Supposed to be 45c here, 113F approx'. Its been hotter than Melb for the last 4 days. Very dry everywhere.
Dry Thunderstorms caused the fire. 1000's of lightning strikes & what rain fell evaporated before or just after it hit the ground. The fire is worse now than when I took the pic. 
The lightning started over 250 fires in a 4 hour period.
Just to make things worse, the heat & wind is forecast worse for tomorrow.


----------



## Roy (Jan 15, 2014)

*New pic an hour ago.*

New pic


----------



## Stone (Jan 15, 2014)

This weather is horrendous! 40C or more every day. I'm in the g/house every hour tring to keep it below 35. Everything is too wet now but I have to keep misting. Good luck with any fires Roy!!


----------



## John M (Jan 16, 2014)

Wow, that sounds awful! That kind of heat is scary. You all must be under a lot of stress. 'Wish I could send you some of our cold and snow to moderate things a bit. 'Hope you manage this and stay safe!


----------



## Secundino (Jan 16, 2014)

As John said, that is scary. Take care. Hope the heat and winds cease.


----------



## Dido (Jan 16, 2014)

We cross fingers for you. 

This is hrad. 

we had a lof of rain, but how to get it to you. 

This winter is till now to warm for here too.


----------



## Roy (Jan 16, 2014)

News tonight (here) is that 3 fires have joined into one massive fire. Tomorrow is the danger day with winds & again high temps.
If it goes pear shaped it may be a while before I'm back on the net. My son-in-law is staying ( he lives next door) my daughter & new baby are leaving before it hits the fan. I'll be here, to much invested to not have a bash at saving it.


----------



## cnycharles (Jan 16, 2014)

God bless and good luck


Sent from my iPhone using Tapatalk


----------



## JeanLux (Jan 16, 2014)

Good luck Roy!!!! We all hope for the best!!!! Jean


----------



## eggshells (Jan 16, 2014)

Stay safe.


----------



## Migrant13 (Jan 16, 2014)

Do hang in there and be careful.


----------



## emydura (Jan 16, 2014)

Best wishes Roy. Hopefully things turn out well for you. Do you live around the Grampians?

It has been a horrendous week here as well although luckily no fires. It was so hot yesterday, I was waiting at the lights on my scooter and looked down and realised the road was melting. The tar was basically liquid. 




Stone said:


> This weather is horrendous! 40C or more every day. I'm in the g/house every hour tring to keep it below 35. Everything is too wet now but I have to keep misting. Good luck with any fires Roy!!

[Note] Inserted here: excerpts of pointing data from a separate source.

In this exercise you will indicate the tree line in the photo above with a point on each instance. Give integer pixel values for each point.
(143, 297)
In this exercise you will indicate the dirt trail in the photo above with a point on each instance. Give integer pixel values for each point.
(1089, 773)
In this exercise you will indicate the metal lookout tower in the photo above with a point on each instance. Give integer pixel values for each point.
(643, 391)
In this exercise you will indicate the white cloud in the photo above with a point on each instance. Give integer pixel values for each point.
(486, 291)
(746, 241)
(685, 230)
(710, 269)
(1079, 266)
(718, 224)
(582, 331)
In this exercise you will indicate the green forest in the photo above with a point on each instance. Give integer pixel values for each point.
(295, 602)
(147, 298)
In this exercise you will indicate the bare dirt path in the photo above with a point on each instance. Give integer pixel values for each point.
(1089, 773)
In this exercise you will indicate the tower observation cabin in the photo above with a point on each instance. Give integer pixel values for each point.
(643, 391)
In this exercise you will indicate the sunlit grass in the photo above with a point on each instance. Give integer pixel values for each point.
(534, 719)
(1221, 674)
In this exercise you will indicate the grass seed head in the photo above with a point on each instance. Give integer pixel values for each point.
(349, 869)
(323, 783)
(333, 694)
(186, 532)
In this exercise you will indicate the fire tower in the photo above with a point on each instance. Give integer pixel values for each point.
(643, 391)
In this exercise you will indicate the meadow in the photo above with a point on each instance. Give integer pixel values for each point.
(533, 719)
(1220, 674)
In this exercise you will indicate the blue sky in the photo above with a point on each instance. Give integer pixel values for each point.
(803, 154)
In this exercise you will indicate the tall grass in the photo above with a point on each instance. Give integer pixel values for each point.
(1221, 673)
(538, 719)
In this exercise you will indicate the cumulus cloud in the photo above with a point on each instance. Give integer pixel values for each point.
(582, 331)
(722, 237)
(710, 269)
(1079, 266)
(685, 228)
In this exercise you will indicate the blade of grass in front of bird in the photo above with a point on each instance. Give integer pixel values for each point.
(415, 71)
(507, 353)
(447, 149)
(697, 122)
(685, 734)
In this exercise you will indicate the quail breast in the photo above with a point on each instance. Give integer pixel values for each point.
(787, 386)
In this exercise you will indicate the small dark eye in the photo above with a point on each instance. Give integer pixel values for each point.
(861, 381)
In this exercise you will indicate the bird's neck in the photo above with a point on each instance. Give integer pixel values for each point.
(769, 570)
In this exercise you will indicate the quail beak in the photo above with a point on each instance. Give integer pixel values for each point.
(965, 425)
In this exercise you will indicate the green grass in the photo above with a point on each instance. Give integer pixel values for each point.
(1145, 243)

Fortunately for me my fogger keeps the glasshouse a bit cooler and very humid, especially as I am away from home during the week at work. It is only on these really hot days that my glasshouse feels like the jungles of Borneo. I just have to hope the power doesn't go out.


----------



## John M (Jan 17, 2014)

David; Ever thought of installing an automatic start standby generator? You've got a nice collection. It might be worth the investment. In the meantime, I'll hope that you and the others in this heat, don't lose your power. I imagine that things would go from bad to really much worse very quickly, with no power. Good luck!


----------



## emydura (Jan 17, 2014)

Hopefully things went well for Roy. They had some pretty bad fires down in Victoria today.



John M said:


> David; Ever thought of installing an automatic start standby generator? You've got a nice collection. It might be worth the investment. In the meantime, I'll hope that you and the others in this heat, don't lose your power. I imagine that things would go from bad to really much worse very quickly, with no power. Good luck!



That is a good idea John. Useful in winter too with our freezing nights.

It wouldn't have helped me today though. You wouldn't believe it after my post above. I got home from work in the late afternoon after another stinking hot day - maximum of 41oC. Went to the glasshouse to check that things were alright. Opened the door and I was hit by an absolute furnace. The thermometer said 41oC with only around 20% humidity. Both the evaporative cooler and fogger weren't working. The pump in the fogger had packed it in which happens around every 12-18 months. It had to happen today of all days. I had a spare pump which took about an hour to fit. The temperature decreased and the humidity rose pretty quickly after.

There doesn't appear to be any real damage to my plants. A few flowers looked to have wilted. Hopefully there won't be any lag affect. They are pretty tough these Paphs, especially the multi's. Glad it is now working as we have another 40oC day forecasted tomorrow. There was a time when you would have to wait many years to see a temperature of 40oC in Canberra. Tomorrow will be 4 days in a row.


----------



## quietaustralian (Jan 17, 2014)

Roy just posted an update on facebook. In the most recent pic you can see the hills ablaze.


----------



## Roy (Jan 18, 2014)

*At its worst.*

The following pics of the fire about 4 kms from me. Fortunately the wind changed worked in our favour. Had a good nights sleep last night. Time for fire to get to me at this time before the wind change would be about 5 mins if the wind change direction was against me.


----------



## NYEric (Jan 18, 2014)

!


----------



## Stone (Jan 18, 2014)

The fireies said you dodged the bullet. Great news!


----------



## Roy (Jan 19, 2014)

Did in 2006 as well. That was actually worse.


----------



## Clark (Jan 19, 2014)

Thank the maker you are OK.

Scary situation.


----------



## 2Toned (Jan 19, 2014)

Yes, thank the Maker! A bit too close for comfort, Roy. Rest easy... we're not outta the woods yet, tho


----------



## Migrant13 (Jan 19, 2014)

Those are some scary and angry looking blazes. Glad you're safe and hope you can get some relief soon.


----------



## Justin (Jan 19, 2014)

glad you are safe.


----------



## SlipperFan (Jan 19, 2014)

And please stay safe. That looks pretty awful.


----------